These days it's easy to simply buy an index fund, and your returns should (roughly) match the market. But one can do better than that by picking better than average stocks (as part of a diversified portfolio). To wit, the Oceaneering International, Inc. (NYSE:OII) share price is 43% higher than it was a year ago, much better than the market decline of around 2.1% (not including dividends) in the same period. That's a solid performance by our standards! In contrast, the longer term returns are negative, since the share price is 13% lower than it was three years ago.
On the back of a solid 7-day performance, let's check what role the company's fundamentals have played in driving long term shareholder returns.
Oceaneering International isn't currently profitable, so most analysts would look to revenue growth to get an idea of how fast the underlying business is growing. Generally speaking, companies without profits are expected to grow revenue every year, and at a good clip. Some companies are willing to postpone profitability to grow revenue faster, but in that case one does expect good top-line growth.
In the last year Oceaneering International saw its revenue grow by 2.3%. That's not great considering the company is losing money. The modest growth is probably largely reflected in the share price, which is up 43%. That's not a standout result, but it is solid - much like the level of revenue growth. Given the market doesn't seem too excited about the stock, a closer look at the financial data could pay off, if you can find indications of a stronger growth trend in the future.
The image below shows how earnings and revenue have tracked over time (if you click on the image you can see greater detail).
This free interactive report on Oceaneering International's balance sheet strength is a great place to start, if you want to investigate the stock further.
A Different Perspective
It's nice to see that Oceaneering International shareholders have received a total shareholder return of 43% over the last year. There's no doubt those recent returns are much better than the TSR loss of 7% per year over five years. We generally put more weight on the long term performance over the short term, but the recent improvement could hint at a (positive) inflection point within the business. If you would like to research Oceaneering International in more detail then you might want to take a look at whether insiders have been buying or selling shares in the company.
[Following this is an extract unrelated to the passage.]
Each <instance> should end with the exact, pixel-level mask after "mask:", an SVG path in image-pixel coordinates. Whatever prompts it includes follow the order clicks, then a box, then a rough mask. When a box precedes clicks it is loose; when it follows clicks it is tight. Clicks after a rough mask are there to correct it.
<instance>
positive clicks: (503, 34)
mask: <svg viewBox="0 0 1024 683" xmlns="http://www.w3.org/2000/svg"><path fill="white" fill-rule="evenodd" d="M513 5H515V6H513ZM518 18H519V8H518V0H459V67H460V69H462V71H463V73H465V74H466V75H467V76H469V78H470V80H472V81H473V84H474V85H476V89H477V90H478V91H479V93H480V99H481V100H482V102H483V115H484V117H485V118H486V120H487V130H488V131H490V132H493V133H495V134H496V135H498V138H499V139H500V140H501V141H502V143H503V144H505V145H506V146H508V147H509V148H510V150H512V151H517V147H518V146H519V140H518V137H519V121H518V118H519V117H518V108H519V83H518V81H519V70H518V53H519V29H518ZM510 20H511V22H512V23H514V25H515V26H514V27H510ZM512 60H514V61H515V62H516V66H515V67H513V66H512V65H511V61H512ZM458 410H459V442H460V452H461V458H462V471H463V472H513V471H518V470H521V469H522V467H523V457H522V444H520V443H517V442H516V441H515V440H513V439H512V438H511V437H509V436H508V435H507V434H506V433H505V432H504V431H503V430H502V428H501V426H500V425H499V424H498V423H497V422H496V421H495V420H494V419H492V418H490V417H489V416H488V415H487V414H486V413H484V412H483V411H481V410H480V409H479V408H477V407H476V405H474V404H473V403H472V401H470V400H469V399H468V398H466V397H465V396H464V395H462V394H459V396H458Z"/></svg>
If you are like me, then you will not want to miss this free list of growing companies that insiders are buying.
Please note, the market returns quoted in this article reflect the market weighted average returns of stocks that currently trade on US exchanges.
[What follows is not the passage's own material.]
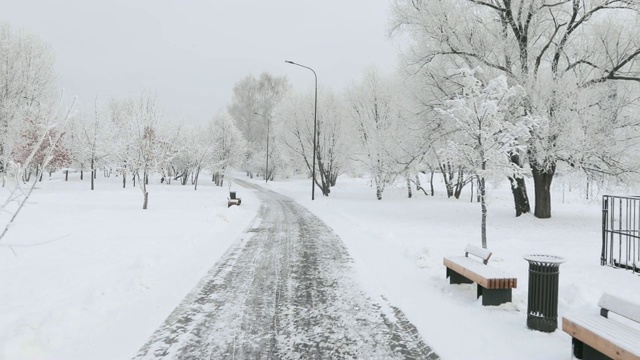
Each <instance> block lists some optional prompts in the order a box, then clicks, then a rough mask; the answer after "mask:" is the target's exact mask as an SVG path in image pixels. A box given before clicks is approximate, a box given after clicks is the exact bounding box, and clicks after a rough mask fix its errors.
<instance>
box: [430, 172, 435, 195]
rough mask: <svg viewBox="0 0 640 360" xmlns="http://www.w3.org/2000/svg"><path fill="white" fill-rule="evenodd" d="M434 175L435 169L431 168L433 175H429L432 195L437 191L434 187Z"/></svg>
mask: <svg viewBox="0 0 640 360" xmlns="http://www.w3.org/2000/svg"><path fill="white" fill-rule="evenodd" d="M433 175H434V171H433V169H431V176H430V177H429V186H430V187H431V189H430V190H431V196H435V194H436V192H435V189H434V188H433Z"/></svg>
This article by Simply Wall St is general in nature. We provide commentary based on historical data and analyst forecasts only using an unbiased methodology and our articles are not intended to be financial advice. It does not constitute a recommendation to buy or sell any stock, and does not take account of your objectives, or your financial situation. We aim to bring you long-term focused analysis driven by fundamental data. Note that our analysis may not factor in the latest price-sensitive company announcements or qualitative material. Simply Wall St has no position in any stocks mentioned.